Real-time tick data applications are a classic example of real-time analytics. Like tracking user behavior in web apps or monitoring metrics from IoT devices, they involve high-frequency event streams that need to be ingested, stored, and queried with low latency.
In financial markets, the difference is the urgency. Even a few seconds of delay can turn a profitable trade into a loss. Every trade and quote update generates a new tick, and these can number in the thousands per second across multiple symbols.
ClickHouse is a strong fit for this type of workload. It handles high-frequency inserts, time-based queries, and low latency queries. Built-in compression helps reduce storage overhead, even with billions of rows per symbol. Materialized views can be used to pre-aggregate or reorganize data as it's written, optimizing query performance without needing a separate processing layer.

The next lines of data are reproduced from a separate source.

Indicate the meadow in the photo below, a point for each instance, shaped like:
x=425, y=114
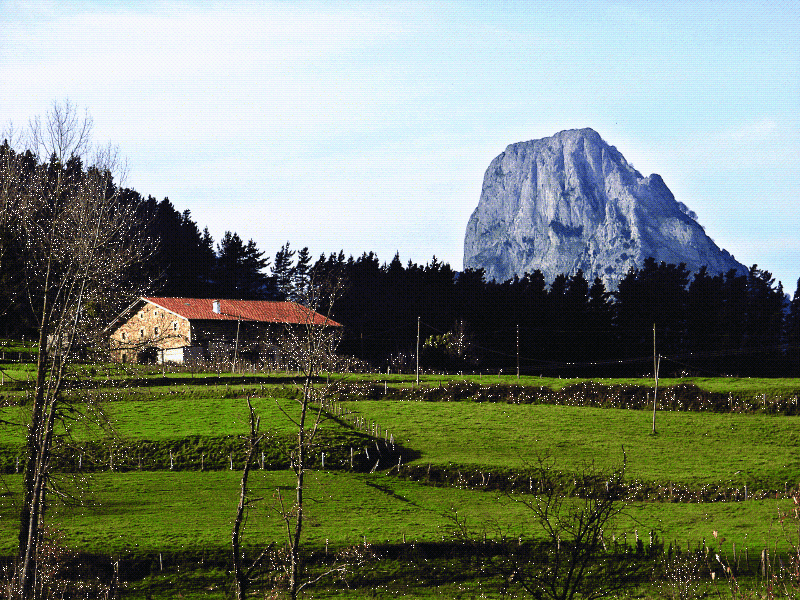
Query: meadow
x=174, y=516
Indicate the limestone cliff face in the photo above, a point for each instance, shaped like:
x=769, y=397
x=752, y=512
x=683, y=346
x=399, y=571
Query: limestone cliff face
x=572, y=202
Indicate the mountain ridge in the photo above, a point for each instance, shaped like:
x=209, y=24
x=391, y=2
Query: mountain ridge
x=571, y=201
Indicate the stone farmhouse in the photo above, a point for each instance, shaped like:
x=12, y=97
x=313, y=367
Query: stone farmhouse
x=179, y=330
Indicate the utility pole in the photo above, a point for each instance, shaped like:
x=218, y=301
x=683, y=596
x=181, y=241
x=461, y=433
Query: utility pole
x=418, y=321
x=656, y=365
x=236, y=347
x=655, y=393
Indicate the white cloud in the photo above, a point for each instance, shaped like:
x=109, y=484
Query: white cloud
x=757, y=129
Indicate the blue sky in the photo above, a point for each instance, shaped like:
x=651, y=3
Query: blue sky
x=369, y=125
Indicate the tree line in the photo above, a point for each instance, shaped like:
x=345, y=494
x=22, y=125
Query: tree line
x=704, y=323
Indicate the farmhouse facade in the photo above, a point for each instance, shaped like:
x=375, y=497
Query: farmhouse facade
x=179, y=330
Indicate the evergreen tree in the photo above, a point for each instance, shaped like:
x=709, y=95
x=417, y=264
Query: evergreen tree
x=239, y=269
x=282, y=272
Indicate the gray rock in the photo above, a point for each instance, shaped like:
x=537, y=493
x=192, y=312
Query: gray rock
x=572, y=202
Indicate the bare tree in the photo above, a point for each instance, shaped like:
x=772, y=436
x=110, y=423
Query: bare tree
x=78, y=241
x=575, y=558
x=311, y=345
x=241, y=575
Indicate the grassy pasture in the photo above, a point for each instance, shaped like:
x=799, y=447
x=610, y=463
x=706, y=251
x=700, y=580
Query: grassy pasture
x=692, y=448
x=148, y=512
x=141, y=513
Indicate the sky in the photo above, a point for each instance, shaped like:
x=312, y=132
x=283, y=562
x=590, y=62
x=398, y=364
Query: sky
x=367, y=126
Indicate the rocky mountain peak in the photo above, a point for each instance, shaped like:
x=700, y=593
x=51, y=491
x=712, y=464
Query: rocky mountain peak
x=570, y=202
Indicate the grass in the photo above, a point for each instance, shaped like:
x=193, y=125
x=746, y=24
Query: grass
x=182, y=513
x=132, y=514
x=692, y=448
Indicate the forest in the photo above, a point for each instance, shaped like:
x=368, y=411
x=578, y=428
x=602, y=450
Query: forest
x=700, y=323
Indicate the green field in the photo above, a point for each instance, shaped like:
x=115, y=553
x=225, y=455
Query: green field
x=694, y=448
x=180, y=513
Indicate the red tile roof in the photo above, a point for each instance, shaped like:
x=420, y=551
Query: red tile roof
x=248, y=310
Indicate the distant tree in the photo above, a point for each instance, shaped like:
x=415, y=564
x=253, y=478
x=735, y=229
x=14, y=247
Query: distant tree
x=565, y=555
x=283, y=272
x=78, y=244
x=300, y=271
x=239, y=269
x=793, y=333
x=656, y=295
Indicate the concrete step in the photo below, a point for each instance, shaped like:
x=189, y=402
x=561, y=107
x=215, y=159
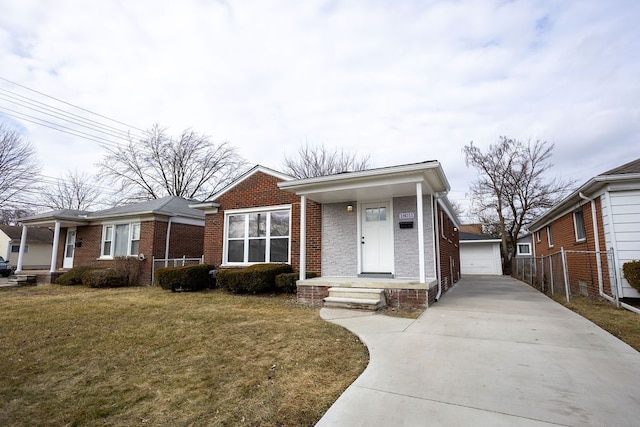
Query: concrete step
x=363, y=298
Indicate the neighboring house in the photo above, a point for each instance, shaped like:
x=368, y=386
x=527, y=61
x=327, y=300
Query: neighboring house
x=603, y=214
x=480, y=254
x=37, y=249
x=161, y=228
x=391, y=228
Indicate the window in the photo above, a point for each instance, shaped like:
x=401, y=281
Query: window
x=524, y=248
x=263, y=236
x=120, y=240
x=578, y=223
x=16, y=249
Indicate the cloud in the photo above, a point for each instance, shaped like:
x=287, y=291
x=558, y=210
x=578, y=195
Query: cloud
x=403, y=81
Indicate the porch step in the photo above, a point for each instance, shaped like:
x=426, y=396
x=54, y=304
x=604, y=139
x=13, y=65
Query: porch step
x=362, y=298
x=23, y=280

In this post, we'll walk through how to build a real-time tick data application using Polygon.io to access market data and ClickHouse to store and query ticks in real time. We'll put that together using NodeJS for the backend operation and React for the live visualization. Let's dive in.
What is a tick?
Before we begin, it helps to understand what a quote is and what a trade is. A quote represents the current prices at which market participants are willing to buy or sell a security. Specifically, it includes the best bid (the highest price someone is willing to pay) and the best ask (the lowest price someone is willing to sell for). These are continuously updated as new orders enter or exit the market.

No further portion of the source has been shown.